Después de la doctora Fuster, subió al balcón el médico prepotente del cráneo afeitado. Si por ella hubiera sido, Davinia lo habría dejado allí abajo para que les explicara a aquellos locos homicidas sus teorías elitistas. Pero como soldados tenían una prioridad: proteger a los civiles.

Se volvió y tragó saliva. Si una estrella
heavy
hubiese dado un concierto en el séptimo círculo del infierno a una horda de demonios colocados de crack hasta las trancas, habría visto algo parecido a aquello.

Aunque aún no había cumplido los treinta, Davinia ya poseía bastante experiencia. Había servido en el destino más duro posible, Afganistán, donde fue testigo del odio con que algunos de sus habitantes miraban a los occidentales.

Sin embargo, no tenía comparación con lo que se les venía encima. Las caras de aquella gente estaban contraídas, deformadas por un aborrecimiento que brotaba de sus vísceras, que se había convertido en su pura esencia, despojándolos de toda humanidad.

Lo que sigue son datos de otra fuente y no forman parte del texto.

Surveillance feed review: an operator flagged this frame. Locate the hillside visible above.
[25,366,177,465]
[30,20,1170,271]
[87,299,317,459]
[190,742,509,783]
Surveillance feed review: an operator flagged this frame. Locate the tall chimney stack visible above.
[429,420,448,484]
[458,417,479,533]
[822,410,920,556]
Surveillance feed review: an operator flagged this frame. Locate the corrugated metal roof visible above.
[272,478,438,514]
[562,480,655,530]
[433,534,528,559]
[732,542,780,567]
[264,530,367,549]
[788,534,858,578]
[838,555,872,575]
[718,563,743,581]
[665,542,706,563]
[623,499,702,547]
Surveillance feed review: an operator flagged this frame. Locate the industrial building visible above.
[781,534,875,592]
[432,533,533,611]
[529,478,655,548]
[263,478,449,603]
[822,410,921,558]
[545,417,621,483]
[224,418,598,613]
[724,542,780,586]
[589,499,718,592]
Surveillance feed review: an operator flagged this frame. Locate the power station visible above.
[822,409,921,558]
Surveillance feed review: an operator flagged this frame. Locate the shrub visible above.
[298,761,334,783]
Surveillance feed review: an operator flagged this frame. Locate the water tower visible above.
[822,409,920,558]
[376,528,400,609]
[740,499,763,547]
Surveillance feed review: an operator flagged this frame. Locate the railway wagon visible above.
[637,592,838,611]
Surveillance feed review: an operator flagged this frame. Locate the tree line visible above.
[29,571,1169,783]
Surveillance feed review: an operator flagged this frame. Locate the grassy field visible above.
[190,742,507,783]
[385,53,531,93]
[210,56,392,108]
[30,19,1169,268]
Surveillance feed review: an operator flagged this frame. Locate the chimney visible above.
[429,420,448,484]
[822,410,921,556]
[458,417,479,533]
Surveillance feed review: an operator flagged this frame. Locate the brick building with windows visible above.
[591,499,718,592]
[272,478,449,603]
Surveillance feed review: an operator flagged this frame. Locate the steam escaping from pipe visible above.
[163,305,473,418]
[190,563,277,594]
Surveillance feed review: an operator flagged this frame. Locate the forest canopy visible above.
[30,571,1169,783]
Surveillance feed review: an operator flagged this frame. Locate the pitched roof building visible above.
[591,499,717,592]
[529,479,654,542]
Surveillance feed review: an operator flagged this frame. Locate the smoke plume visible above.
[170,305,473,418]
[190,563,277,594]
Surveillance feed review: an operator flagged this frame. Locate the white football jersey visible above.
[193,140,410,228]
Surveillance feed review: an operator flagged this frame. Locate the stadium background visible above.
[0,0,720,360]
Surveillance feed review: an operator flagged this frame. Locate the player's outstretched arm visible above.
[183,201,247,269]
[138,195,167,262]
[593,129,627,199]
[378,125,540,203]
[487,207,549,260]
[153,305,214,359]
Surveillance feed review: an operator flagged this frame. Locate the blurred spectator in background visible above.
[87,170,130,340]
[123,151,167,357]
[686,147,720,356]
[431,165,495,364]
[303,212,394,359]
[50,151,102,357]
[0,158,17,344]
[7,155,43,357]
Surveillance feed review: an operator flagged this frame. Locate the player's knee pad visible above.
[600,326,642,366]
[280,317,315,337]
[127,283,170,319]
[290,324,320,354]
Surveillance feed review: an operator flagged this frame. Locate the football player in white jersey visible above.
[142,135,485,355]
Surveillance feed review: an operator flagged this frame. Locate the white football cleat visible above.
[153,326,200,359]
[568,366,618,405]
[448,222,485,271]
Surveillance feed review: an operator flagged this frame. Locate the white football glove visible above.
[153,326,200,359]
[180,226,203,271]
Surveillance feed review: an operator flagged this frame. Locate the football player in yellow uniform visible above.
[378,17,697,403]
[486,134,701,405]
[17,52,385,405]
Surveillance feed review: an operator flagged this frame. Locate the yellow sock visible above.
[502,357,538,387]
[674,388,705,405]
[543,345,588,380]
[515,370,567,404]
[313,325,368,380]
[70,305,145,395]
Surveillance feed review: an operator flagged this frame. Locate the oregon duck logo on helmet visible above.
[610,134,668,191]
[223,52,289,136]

«Sólo son gente enferma», se dijo. Pero sabía que no debía pensar así o dudaría a la hora de disparar.

Antes de ir a Afganistán, Davinia había recibido un cursillo titulado «Matar en combate: resistencia y condicionamiento». Según el instructor, uno de los mecanismos que permitía a los soldados de los ejércitos modernos disparar a matar era la negación: convencerse de que los objetivos contra los que abrían fuego no eran personas reales sino blancos móviles con forma humana.

El enemigo que tenía delante ahora había perdido incluso esa forma. Los ojos, negros por los derrames internos, parecían más de licántropos que de seres humanos, y los gruñidos que emitían aquellas bocas espumeantes no guardaban la menor semejanza con ningún lenguaje articulado.